- Born: 13 November 1923 Ballintra, County Donegal, Irish Free State
- Died: 25 October 1999 (aged 75) Rome, Italy
- Occupations: scholar in medieval studies and palaeography

= Leonard Boyle =

Canadian priest and scholar

Leonard Eugene Boyle (13 November 1923 - 25 October 1999) was an Irish and Canadian scholar in medieval studies and palaeography.

He was the first Irish and North American Prefect of the Vatican Library in Rome from 1984 to 1997.

==Early life==

Boyle was born in County Donegal, Irish Free State. He entered the Dominican Order in 1943 and was ordained a priest in 1949. He received his doctorate at Oxford University.

==Career==

Boyle served as Professor of Latin Paleography and History of Medieval Theology at the Pontifical University of St. Thomas Aquinas in Rome from 1956 to 1961.

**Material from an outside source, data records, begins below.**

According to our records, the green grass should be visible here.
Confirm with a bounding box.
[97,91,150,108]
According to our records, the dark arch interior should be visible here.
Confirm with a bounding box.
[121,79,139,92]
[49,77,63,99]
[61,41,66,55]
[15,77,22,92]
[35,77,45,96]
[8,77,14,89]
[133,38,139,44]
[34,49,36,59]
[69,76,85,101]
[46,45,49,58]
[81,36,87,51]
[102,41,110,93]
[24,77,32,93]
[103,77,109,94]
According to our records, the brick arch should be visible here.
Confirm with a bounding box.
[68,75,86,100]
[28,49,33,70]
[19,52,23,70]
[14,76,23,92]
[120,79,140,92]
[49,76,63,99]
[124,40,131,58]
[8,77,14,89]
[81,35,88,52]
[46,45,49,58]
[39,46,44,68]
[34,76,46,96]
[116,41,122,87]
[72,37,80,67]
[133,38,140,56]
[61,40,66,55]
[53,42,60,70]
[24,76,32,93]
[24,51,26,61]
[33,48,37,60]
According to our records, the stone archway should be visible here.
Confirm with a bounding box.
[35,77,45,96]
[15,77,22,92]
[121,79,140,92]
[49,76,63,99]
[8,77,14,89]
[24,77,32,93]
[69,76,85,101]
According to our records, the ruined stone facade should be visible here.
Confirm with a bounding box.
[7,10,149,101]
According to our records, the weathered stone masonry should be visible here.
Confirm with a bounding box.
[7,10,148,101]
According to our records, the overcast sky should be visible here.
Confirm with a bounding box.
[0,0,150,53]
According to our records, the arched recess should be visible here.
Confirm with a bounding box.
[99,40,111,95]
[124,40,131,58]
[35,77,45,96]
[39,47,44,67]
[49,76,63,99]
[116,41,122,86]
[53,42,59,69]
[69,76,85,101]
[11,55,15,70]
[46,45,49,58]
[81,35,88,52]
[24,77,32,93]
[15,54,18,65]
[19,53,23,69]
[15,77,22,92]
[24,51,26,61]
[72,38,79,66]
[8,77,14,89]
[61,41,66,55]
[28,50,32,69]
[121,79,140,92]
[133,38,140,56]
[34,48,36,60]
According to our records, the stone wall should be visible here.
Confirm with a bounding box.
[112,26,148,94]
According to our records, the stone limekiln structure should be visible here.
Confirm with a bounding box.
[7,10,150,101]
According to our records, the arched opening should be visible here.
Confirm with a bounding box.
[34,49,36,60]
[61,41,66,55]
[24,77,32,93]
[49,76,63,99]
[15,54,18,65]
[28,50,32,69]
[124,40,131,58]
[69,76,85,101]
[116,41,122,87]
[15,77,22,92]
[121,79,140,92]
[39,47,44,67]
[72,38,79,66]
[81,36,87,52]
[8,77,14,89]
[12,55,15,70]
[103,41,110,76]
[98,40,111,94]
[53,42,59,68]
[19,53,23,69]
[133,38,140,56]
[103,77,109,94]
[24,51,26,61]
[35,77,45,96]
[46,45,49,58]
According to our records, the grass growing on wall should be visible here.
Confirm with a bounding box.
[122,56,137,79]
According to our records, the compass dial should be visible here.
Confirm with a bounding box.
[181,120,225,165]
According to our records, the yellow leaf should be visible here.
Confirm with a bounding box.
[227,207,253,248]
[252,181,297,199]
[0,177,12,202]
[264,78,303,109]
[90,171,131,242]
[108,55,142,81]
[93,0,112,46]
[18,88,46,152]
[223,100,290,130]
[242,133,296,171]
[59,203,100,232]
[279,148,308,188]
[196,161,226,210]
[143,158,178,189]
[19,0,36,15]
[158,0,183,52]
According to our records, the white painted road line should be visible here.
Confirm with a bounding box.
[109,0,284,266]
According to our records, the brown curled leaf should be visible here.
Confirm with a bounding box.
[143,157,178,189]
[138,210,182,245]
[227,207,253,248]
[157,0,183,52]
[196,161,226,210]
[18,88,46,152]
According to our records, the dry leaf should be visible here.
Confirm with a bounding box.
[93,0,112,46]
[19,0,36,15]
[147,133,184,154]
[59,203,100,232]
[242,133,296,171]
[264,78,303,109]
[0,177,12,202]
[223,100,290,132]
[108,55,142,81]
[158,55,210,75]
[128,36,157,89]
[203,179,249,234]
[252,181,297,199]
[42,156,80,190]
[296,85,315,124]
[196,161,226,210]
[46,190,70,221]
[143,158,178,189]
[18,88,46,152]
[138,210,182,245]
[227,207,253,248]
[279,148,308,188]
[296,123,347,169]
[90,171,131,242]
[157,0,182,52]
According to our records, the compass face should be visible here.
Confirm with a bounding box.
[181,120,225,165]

He taught at the Pontifical Institute of Mediaeval Studies and the Centre for Medieval Studies at the University of Toronto from 1961 to 1984.

In 1984, he was appointed Prefect of the Vatican Library by Pope John Paul II. Boyle set about the digitization of the library's many manuscripts. Boyle employed women for the first time as part of the library's staff. In 1987, he was made an Officer of the Order of Canada.

In 1997, he was involved in a lawsuit regarding the legality of reproductions of Vatican manuscripts. Boyle was exonerated, but the case took its toll on his health.

Boyle was living with emphysema and cancer and died on October 19, 1999. He is buried at the San Clemente al Laterano.